Italia se juega mucho en estas elecciones. Tras veinte años de vida política y social dominada por la controvertida figura de Silvio Berlusconi, el país necesita un cambio. Cansados de los escándalos, hartos de una clase política corrupta y sumidos en una gravísima crisis económica, los italianos acogieron en noviembre de 2011 a Mario Monti como el único capaz de cambiar las cosas.
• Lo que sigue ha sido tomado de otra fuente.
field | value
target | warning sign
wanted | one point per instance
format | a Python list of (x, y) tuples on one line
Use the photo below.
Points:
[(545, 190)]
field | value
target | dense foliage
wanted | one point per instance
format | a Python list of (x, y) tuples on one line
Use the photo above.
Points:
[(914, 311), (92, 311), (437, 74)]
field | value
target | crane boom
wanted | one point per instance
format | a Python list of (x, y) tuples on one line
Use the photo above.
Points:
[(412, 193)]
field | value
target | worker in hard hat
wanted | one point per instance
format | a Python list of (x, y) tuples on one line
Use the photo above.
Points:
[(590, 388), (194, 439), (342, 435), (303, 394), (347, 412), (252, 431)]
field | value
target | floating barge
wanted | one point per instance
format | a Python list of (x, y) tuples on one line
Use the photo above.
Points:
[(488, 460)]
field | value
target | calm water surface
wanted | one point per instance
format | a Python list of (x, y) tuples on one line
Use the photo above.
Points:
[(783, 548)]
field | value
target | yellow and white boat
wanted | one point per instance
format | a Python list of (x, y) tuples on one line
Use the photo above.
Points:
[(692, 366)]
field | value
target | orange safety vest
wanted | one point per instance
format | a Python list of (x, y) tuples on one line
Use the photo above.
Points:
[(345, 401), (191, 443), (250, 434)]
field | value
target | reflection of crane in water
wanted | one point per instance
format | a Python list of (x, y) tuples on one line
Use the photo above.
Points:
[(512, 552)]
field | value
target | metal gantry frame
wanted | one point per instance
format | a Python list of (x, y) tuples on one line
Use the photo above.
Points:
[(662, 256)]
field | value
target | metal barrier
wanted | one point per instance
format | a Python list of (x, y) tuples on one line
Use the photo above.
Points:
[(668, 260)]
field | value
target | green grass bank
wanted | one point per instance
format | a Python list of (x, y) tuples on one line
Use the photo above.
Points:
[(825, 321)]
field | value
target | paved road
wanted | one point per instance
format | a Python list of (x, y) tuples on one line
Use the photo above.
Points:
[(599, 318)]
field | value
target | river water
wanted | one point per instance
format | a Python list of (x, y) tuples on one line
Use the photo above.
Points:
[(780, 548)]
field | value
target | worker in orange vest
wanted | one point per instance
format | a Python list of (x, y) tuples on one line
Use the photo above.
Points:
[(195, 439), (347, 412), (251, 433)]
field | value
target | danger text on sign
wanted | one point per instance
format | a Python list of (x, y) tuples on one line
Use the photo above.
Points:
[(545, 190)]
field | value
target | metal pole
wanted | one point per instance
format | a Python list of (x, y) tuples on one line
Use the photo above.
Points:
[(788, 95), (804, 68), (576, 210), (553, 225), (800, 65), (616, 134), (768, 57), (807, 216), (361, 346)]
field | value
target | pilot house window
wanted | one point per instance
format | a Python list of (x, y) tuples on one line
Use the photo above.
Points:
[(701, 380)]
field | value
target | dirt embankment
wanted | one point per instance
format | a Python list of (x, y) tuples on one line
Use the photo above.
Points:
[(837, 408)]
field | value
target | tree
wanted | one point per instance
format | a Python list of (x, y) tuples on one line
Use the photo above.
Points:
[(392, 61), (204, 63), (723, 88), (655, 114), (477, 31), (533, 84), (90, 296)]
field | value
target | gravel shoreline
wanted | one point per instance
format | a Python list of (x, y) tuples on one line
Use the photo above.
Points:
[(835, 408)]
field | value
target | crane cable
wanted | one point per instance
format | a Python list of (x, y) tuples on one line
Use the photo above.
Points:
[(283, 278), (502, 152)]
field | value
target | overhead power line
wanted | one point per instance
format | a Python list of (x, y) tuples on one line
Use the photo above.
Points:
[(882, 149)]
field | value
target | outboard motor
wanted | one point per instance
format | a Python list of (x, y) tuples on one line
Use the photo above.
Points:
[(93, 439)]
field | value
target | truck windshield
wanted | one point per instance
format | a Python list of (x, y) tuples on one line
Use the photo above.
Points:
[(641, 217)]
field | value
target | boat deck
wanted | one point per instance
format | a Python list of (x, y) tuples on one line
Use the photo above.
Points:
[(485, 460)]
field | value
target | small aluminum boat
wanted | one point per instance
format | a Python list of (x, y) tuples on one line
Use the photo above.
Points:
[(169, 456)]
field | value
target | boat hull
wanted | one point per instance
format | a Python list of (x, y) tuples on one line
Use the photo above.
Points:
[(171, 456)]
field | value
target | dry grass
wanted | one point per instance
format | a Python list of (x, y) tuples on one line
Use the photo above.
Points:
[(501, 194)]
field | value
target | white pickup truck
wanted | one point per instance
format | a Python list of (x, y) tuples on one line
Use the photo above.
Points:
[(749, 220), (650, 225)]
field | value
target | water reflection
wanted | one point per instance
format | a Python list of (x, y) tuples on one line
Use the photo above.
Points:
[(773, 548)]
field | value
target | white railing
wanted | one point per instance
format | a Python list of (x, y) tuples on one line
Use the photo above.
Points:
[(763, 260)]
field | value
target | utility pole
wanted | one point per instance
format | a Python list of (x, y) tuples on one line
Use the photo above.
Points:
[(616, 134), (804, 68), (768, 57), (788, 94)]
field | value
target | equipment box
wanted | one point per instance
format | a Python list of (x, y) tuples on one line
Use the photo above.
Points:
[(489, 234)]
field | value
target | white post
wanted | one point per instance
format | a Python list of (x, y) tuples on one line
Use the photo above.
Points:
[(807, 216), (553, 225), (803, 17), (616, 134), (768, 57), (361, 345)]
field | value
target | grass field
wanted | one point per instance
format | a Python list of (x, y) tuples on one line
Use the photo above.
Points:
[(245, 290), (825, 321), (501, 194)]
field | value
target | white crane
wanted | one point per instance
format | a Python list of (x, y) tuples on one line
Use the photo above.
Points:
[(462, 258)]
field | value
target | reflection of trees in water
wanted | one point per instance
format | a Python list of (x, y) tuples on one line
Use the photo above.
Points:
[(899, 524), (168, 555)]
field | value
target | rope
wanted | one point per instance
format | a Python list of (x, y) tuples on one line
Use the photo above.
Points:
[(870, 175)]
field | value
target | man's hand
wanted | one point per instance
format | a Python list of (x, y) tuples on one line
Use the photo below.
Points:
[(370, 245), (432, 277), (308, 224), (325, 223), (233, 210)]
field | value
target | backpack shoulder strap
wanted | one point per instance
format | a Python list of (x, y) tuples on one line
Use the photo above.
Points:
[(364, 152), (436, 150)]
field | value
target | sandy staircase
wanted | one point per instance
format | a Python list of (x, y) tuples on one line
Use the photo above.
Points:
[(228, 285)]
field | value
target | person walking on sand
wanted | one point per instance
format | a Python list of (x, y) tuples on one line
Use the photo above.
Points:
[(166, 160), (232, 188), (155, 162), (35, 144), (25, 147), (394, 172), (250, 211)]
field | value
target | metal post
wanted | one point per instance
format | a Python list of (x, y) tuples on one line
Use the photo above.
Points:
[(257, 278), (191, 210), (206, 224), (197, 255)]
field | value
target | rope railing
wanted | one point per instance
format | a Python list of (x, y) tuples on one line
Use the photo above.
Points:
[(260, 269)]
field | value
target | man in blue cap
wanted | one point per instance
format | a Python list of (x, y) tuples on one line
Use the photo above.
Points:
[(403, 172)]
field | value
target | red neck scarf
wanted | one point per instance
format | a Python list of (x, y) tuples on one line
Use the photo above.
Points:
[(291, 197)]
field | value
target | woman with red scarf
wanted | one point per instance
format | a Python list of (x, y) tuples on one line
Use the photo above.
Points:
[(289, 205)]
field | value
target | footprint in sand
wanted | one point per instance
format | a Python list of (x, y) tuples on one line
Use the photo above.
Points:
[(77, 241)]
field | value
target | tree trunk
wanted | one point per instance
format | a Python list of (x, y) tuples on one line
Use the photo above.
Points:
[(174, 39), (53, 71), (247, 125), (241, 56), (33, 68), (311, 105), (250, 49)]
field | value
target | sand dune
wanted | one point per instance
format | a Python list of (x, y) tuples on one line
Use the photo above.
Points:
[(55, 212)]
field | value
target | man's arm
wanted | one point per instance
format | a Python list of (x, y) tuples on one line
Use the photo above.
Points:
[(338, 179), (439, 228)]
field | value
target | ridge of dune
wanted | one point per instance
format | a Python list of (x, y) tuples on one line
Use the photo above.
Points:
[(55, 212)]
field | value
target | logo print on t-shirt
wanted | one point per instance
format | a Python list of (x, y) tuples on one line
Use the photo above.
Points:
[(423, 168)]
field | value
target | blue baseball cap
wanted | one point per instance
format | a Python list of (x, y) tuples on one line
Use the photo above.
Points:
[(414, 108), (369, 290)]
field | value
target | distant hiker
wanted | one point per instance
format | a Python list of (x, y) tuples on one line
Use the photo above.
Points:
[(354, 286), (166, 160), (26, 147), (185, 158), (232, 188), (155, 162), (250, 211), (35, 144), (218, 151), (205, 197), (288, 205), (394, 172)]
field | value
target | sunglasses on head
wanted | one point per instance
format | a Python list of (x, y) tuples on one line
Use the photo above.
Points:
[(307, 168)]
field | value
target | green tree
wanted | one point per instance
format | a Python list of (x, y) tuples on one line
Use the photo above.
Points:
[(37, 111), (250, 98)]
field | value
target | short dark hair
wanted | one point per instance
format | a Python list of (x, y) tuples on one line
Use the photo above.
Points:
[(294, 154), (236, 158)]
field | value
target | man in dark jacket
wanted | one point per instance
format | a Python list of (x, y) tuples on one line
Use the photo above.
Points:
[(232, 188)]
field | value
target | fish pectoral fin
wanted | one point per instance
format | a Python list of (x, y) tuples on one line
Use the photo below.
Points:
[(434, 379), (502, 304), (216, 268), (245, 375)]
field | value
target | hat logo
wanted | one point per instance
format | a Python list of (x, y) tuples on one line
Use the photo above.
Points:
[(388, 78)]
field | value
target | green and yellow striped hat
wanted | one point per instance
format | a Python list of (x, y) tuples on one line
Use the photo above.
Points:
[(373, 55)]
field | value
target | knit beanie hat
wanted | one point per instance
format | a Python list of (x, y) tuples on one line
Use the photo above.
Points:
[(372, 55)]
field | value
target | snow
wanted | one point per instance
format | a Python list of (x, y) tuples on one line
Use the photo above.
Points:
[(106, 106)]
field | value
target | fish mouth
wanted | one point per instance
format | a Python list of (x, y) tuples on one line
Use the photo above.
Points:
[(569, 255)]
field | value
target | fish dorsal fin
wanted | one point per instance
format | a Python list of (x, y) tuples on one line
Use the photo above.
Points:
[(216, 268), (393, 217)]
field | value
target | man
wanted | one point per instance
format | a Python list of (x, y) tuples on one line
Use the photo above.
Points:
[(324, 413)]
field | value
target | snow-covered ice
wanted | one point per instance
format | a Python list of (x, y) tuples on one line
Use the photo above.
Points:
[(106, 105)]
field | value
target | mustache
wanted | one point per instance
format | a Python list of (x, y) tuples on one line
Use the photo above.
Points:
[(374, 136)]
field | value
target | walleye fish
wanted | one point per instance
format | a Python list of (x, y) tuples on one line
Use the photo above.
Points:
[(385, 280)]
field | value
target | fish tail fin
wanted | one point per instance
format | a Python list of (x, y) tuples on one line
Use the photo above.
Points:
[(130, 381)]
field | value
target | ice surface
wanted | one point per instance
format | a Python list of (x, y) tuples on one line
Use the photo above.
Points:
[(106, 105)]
Después de 14 meses de Gobierno técnico, el balance presenta sus claros y sus sombras. Con su política económica, Il Professor ha conseguido frenar la prima de riesgo y dar una imagen de seriedad en Europa. Los mercados le han dado su confianza. Pero en política doméstica las cosas no han ido tan bien. Leyes como la reforma del trabajo o de las pensiones no han sido bien digeridas por los sindicatos y los trabajadores, pero ha sido el impopular impuesto sobre la primera vivienda lo que le ha hecho ganar la antipatía de todos. Monti siempre ha mantenido que se había limitado a aplicar una medida ya aprobada por el Gobierno de Berlusconi, pero este lo ha negado y ha convertido la abolición del impuesto en el centro de su campaña.
La Lista Monti no pasa del 12 por ciento en intención de voto, en dura pugna con Beppe Grillo para convertirse en la tercera fuerza. Su intento por reunir en torno a él al centroderecha italiano se ha demostrado más difícil de lo que parecía al tener que enfrentarse al populismo de Berlusconi, aún muy enraizado en ciertos ambientes sociales en los que el pago de impuestos o la justicia social son conceptos «comunistas».
Durante esta campaña Mario Monti intenta presentarse más humano y cercano. Se han visto imágenes insólitas del frío profesor con un perrito en brazos o acariciando niños. Pero no ha ahorrado duros ataques ni a la política de su predecesor, al que ha acusado de «comprar los votos de los italianos», ni a Pier Luigi Bersani al que no perdona su alianza con el izquierdista Nichi Vendola.